A common attack on a web application is trying to retrieve common files, such as .gitignore or README.md, using a tool such as dirbuster. The success of this approach depends a great deal on the quality of the word list. In this post we will try to compile our own word list from public data.

Retrieving common files

Web applications often have a webroot, that is exposed on the web server in a way that any file in the webroot can be retrieved over HTTP. This often exposes files that shouldn’t be public, especially if the project root is used as the webroot.

This makes for an easy attack in which we try to retrieve all files in a certain list from a web server. Although this can be done with any web client, there are tools that specialize in finding public files given a word list. For example, dirb and dirsearch.

However, this success of this attack depends greatly on the quality of the word list. If a filename is not in the word list, it won’t be found. How can we improve our word list?

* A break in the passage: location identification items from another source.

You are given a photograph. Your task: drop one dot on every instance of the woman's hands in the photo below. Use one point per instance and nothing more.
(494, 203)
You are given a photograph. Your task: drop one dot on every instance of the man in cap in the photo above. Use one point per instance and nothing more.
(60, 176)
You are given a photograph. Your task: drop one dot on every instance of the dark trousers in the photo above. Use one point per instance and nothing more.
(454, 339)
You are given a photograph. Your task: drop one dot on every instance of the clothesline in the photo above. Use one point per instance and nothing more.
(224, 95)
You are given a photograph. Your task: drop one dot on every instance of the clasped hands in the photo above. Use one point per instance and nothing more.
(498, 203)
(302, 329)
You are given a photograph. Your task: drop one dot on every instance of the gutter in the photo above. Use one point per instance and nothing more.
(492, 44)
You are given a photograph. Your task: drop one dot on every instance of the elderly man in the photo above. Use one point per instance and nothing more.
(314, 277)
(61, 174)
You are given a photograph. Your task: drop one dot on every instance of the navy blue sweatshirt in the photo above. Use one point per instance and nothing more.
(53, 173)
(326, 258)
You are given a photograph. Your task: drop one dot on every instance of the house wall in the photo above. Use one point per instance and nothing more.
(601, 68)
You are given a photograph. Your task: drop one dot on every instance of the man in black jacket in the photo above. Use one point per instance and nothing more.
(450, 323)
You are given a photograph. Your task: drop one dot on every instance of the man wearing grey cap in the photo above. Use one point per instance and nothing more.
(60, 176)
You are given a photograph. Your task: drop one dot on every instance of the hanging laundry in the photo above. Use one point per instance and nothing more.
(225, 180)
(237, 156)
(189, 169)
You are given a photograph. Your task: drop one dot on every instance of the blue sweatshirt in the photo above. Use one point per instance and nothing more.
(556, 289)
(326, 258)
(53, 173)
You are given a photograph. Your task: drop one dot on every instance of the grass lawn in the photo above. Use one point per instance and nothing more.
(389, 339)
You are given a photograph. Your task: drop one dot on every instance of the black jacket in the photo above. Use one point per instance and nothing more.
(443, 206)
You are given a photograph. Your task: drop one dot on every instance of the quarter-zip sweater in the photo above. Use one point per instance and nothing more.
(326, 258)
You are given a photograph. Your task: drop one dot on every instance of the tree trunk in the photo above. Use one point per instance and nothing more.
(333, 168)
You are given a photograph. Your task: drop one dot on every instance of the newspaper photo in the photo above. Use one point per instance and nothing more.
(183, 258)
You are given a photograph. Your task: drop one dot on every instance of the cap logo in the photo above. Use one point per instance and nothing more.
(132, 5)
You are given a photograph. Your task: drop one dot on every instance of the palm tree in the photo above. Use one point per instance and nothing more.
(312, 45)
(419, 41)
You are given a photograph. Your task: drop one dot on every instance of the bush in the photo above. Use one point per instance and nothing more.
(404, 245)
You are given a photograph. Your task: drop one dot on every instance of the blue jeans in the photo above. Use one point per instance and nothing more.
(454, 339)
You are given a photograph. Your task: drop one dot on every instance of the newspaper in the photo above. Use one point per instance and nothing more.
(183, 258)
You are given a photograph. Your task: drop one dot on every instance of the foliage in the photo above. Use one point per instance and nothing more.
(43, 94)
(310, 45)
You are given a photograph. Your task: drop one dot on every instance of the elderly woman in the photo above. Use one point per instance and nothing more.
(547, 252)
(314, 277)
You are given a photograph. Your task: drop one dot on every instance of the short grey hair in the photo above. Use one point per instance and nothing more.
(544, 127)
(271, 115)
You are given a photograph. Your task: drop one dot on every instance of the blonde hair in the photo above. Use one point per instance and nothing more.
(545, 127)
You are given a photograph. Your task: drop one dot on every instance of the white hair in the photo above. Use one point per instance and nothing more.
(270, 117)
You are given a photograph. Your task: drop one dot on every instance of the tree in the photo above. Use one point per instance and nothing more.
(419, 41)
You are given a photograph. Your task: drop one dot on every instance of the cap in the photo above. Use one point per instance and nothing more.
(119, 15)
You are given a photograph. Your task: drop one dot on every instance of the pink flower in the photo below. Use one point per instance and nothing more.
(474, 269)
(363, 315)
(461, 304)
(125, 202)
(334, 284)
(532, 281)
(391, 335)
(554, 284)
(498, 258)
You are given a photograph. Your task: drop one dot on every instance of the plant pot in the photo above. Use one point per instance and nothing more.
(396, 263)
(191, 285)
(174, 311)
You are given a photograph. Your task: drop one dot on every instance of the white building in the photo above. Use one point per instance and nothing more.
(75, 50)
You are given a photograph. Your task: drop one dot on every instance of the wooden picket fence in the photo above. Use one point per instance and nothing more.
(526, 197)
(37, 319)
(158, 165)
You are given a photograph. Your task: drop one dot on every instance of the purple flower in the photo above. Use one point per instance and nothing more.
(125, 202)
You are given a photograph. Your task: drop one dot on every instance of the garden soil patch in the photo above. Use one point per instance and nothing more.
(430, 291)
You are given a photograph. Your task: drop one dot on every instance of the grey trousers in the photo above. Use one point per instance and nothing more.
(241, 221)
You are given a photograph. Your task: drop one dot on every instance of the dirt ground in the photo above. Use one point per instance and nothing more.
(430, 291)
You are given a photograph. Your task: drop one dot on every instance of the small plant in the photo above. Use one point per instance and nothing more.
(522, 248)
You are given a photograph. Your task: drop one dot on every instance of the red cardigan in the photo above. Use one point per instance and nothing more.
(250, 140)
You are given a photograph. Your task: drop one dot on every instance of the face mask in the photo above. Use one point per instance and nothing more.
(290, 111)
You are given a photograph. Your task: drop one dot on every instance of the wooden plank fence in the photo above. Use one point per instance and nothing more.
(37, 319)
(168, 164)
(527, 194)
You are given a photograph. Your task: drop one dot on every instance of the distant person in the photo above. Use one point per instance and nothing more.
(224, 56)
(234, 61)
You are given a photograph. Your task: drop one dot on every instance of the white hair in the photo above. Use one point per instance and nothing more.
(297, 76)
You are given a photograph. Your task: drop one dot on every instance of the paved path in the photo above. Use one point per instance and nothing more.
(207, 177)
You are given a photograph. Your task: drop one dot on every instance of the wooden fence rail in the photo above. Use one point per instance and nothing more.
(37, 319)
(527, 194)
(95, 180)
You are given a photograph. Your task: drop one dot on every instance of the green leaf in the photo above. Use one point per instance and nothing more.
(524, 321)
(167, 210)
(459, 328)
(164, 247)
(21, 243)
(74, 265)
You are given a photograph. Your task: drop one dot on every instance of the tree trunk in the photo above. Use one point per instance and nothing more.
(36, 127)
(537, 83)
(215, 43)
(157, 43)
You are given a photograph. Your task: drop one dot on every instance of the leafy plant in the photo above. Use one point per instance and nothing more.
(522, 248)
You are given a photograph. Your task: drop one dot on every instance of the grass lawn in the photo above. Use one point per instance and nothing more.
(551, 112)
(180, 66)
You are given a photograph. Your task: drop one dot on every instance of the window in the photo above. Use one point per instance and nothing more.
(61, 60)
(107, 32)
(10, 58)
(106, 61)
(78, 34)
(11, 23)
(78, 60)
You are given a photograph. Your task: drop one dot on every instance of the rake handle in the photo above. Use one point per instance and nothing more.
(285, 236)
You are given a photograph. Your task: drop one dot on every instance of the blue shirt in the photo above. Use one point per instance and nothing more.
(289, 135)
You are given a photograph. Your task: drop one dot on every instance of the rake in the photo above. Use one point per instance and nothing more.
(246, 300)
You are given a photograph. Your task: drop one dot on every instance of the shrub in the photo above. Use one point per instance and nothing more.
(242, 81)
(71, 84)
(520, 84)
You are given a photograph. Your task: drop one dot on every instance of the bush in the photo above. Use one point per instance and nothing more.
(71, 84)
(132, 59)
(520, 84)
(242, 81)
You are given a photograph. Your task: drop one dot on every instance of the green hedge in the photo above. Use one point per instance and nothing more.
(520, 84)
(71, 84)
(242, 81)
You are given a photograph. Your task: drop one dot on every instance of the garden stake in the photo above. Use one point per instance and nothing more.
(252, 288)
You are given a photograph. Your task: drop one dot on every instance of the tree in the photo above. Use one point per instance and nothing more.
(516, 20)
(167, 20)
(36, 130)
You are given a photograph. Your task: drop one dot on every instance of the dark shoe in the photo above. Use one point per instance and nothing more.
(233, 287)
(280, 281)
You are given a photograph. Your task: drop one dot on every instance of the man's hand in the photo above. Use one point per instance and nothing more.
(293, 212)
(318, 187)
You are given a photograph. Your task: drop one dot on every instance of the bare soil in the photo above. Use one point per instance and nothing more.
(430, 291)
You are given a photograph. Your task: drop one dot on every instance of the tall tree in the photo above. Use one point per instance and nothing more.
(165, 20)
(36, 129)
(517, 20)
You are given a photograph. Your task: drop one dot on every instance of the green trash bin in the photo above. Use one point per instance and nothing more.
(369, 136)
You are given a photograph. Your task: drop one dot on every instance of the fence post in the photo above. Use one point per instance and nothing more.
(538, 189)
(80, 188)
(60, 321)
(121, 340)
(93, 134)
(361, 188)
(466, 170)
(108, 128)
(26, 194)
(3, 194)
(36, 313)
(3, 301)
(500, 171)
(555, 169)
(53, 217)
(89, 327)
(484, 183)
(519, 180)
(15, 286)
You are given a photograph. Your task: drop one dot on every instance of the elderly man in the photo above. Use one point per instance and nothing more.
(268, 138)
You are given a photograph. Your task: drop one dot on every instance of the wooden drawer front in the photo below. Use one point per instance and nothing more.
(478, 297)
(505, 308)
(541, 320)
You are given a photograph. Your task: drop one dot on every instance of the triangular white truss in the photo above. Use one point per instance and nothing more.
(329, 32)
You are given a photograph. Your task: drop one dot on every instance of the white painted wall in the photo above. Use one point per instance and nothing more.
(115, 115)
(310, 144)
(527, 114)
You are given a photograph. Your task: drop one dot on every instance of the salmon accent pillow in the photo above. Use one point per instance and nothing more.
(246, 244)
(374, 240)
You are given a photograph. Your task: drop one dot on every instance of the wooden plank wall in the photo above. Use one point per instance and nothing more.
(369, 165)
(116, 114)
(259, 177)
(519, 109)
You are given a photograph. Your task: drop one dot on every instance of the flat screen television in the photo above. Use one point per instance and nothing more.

Common filenames in the webroot

We want to find filenames that are commonly used in the webroot of a project. We’ll use Google BigQuery to query GitHub repositories to find these filenames.

We’ll perform a query to find webroot directories in projects, and subsequently query the most common filenames in these directories.

First, find directory names for the webroot. This would typically be www or public or something like that. How can we recognize these? By the files they contain. If a directory contains favicon.ico or index.html or robots.txt, it is pretty likely to be a webroot. Especially for robots.txt, because that only works if it is served on the root of the server. We’ll query paths ending on robots.txt, and then use a regular expression to retrieve the directory name.

SELECT
  directory,
  COUNT(*) AS count
FROM (
  SELECT
    REGEXP_EXTRACT(files.path, r"([^/]*)/[^/]*$") AS directory,
    files.path
  FROM
    `bigquery-public-data.github_repos.sample_files` AS files
  WHERE
    path LIKE '%/robots.txt')
GROUP BY
  directory
ORDER BY
  count DESC
LIMIT
  10

This gives the following list, which seems to match our expectations:

  1. public
  2. web
  3. static
  4. app
  5. assets
  6. templates
  7. docs
  8. dist
  9. www
  10. src

Next, we’ll query common file names in these directories:

SELECT
  filename,
  COUNT(*) AS count
FROM (
  SELECT
    REGEXP_EXTRACT(files.path, r"/([^/]*)$") AS filename
  FROM
    `bigquery-public-data.github_repos.sample_files` AS files
  WHERE
    REGEXP_CONTAINS(files.path, r"/(public|web|static|app|assets|templates|docs|dist|www|src)/[^/]*$"))
GROUP BY
  filename
ORDER BY
  count DESC
LIMIT
  1000;

And this gives our list of files, starting with index.html.

Joining in the query

We did a poor man’s join in the previous example: we copy-pasted the output from one query into the other query. This results in some files that get included in the result while they shouldn’t be. For example, we found robots.txt often occurs in the directory named src. But then we queried the filenames for all src directories, not just the ones that contained robots.txt.

The solution to this is to query the full path of all directories containing robots.txt, and retrieving the filenames in those directories:

SELECT
  filename,
  COUNT(*) AS count
FROM (
  SELECT
    REGEXP_EXTRACT(files2.path, r"/([^/]*)$") AS filename
  FROM
    `bigquery-public-data.github_repos.sample_files` AS files1
  JOIN
    `bigquery-public-data.github_repos.sample_files` AS files2
  ON
    files1.repo_name = files2.repo_name
    AND files2.path LIKE CONCAT(REGEXP_EXTRACT(files1.path, r"^(.*)/[^/]*$"), '%')
  WHERE
    files1.path LIKE '%/robots.txt' )
GROUP BY
  filename
ORDER BY
  count DESC
LIMIT
  1000;

In this query we extract directories that contain robots.txt in table files1, and then select files that are contained in these directories using files2.

Paradoxically, this doesn’t give better results for our purposes. This query returns filenames in webroots, but the earlier set of queries may give better results for filenames that aren’t supposed to be in the webroot.

Conclusion

View or download the word list.

Using public GitHub data we compiled a list of common filenames in web directories, which can be used in combination with dirsearch to find files that shouldn’t be in the webroot.